After all the instruments have been tested as valid and reliable, the data analysis used to test the research hypothesis is multiple linear regression analysis using the Moderated Regression Analysis (MRA) method. MRA is used to determine whether the variable self-efficacy and workload variables become significant moderator variables on the influence of the work environment on work engagement. MRA uses an analytical approach that maintains sample integrity and provides a basis for controlling the influence of moderator variables (Table 2).

Table 2: Instrument Reliability Test Results.

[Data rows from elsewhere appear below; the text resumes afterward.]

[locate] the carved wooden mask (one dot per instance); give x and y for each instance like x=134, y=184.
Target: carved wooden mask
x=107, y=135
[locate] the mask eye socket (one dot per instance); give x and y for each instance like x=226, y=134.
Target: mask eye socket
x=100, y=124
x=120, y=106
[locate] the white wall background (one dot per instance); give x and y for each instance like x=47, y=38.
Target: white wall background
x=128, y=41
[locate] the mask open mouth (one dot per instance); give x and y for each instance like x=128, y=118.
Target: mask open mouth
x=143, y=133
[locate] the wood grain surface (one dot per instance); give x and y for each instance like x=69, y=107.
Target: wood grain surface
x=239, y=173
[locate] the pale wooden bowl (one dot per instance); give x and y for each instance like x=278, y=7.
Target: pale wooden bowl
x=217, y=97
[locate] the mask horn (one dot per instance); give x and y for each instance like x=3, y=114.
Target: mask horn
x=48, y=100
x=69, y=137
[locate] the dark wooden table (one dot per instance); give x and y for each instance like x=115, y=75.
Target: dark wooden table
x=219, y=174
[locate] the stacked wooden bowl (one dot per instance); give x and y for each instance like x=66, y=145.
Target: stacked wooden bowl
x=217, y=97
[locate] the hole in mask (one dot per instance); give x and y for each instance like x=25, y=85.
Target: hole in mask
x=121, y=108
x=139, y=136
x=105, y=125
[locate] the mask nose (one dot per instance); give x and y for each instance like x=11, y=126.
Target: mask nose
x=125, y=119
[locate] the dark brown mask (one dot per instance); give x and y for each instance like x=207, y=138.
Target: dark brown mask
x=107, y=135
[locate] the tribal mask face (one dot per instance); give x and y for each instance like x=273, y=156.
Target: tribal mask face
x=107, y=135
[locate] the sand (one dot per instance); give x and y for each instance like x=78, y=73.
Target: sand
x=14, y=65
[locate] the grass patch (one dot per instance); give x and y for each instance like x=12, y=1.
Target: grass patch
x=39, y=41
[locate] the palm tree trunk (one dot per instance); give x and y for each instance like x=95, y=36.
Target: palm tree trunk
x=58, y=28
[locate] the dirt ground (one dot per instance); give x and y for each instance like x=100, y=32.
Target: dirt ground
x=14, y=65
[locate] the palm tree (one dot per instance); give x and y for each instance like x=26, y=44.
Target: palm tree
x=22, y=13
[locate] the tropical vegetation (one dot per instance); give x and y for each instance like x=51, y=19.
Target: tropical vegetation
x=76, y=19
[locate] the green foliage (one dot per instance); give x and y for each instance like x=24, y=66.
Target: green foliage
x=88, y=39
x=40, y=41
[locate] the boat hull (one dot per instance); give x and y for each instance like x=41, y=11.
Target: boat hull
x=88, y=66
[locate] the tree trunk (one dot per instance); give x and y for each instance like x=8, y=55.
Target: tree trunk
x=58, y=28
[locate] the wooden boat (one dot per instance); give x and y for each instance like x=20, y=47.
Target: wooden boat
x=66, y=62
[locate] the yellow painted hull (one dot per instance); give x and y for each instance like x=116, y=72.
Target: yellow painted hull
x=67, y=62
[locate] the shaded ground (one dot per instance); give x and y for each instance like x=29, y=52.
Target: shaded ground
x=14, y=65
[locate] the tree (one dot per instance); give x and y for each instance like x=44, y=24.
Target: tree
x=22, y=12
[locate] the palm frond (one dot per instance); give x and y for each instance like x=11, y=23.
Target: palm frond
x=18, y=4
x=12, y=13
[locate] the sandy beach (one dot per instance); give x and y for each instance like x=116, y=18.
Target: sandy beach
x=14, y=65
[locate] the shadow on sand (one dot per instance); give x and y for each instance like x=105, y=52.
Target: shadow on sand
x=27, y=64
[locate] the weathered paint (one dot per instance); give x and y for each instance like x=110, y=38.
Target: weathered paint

Variables Code Corrected Item-Total Correlation Cronbach’s Alpha
WorkEnvironment LK1 ,827 0,954
LK2 ,822
LK3 ,779
LK4 ,756
LK5 ,836
LK6 ,782
LK7 ,873
LK8 ,833
LK9 ,825
Work-Engagement WE1 ,634 0,965
WE2 ,801
WE3 ,831
WE4 ,806
WE5 ,821
WE6 ,871
WE7 ,830
WE8 ,802
WE9 ,857
WE10 ,877
WE11 ,854
WE12 ,614
WE13 ,820
WE14 ,650
WE15 ,628
WE16 ,828
Self-Efficacy SE1 ,864 0,970
SE2 ,864
SE3 ,882
SE4 ,884
SE5 ,867
SE6 ,857
SE7 ,849
SE8 ,884
SE9 ,877
Workload BK1 ,510 0,860
BK2 ,697
BK3 ,549
BK4 ,648
BK5 ,625
BK6 ,540
BK7 ,576
BK8 ,433
BK9 ,692
BK10 ,566

Results and Discussion

Simple Linear Regression Analysis Results

Simple linear regression analysis in this study was used to determine the magnitude of the influence of the work environment on work engagement. Table 3 below shows the results of simple linear regression analysis to determine the relationship between the work environment as an independent variable and work-engagement as a dependent variable (Table 3).

Table 3: Linear Regression Analysis.

Hypothesis β t-value R
Work Environment à Work Engagement 0.861*** 3.076 0.775
Self Efficacy à Work Engagement 0.767*** 6.282 -
Workload à Work Engagement 0.748*** 4.026 -
*significant at 0.1; ** significant at 0.05; ***significant at 0.001

Regression results are considered feasible if the significant number in the ANOVA table has a value <0.05. The results of the analysis, as presented in the table above show that the significant number is at a value <0.05. This shows that the work environment variable has a significant influence on the workengagement of hotel employees where this study was conducted. From the results of the hypothesis analysis in Table 3, it can be seen that hypothesis 1 (H1) of the study is supported, with an effective value of 0.861 significant at the level of 0.001.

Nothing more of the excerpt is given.